Matahari sudah turun ke balik awan kelabu ketika Nayla berdiri di halte. Udara sore itu padat oleh asap kendaraan dan debu jalanan, membuat napas terasa berat. Di kedua tangannya, ia menenteng dua kantong besar berisi baju pesanan pelanggan onlinenya—masing-masing dibungkus rapi dengan plastik, diberi label alamat tulisan tangan. Tangannya bergetar, bukan karena dingin, tetapi karena kelelahan.

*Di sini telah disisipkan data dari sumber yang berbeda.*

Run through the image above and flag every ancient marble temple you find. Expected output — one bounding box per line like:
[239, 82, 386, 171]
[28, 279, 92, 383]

Baru satu jam lalu ia menyelesaikan les privat dengan seorang anak SD. Anak itu sedang persiapan lomba matematika dan Nayla sudah menjanjikan tambahan waktu belajar. Mata dan pikirannya nyaris kosong saat itu, tetapi senyum anak kecil itu menguatkannya.
Sekarang, ia harus buru-buru kirim paket ke agen ekspedisi sebelum tutup. Kalau terlambat, rating tokonya bisa jatuh, dan ia tak punya waktu atau tenaga untuk menjelaskan ke semua pelanggan yang mungkin komplain.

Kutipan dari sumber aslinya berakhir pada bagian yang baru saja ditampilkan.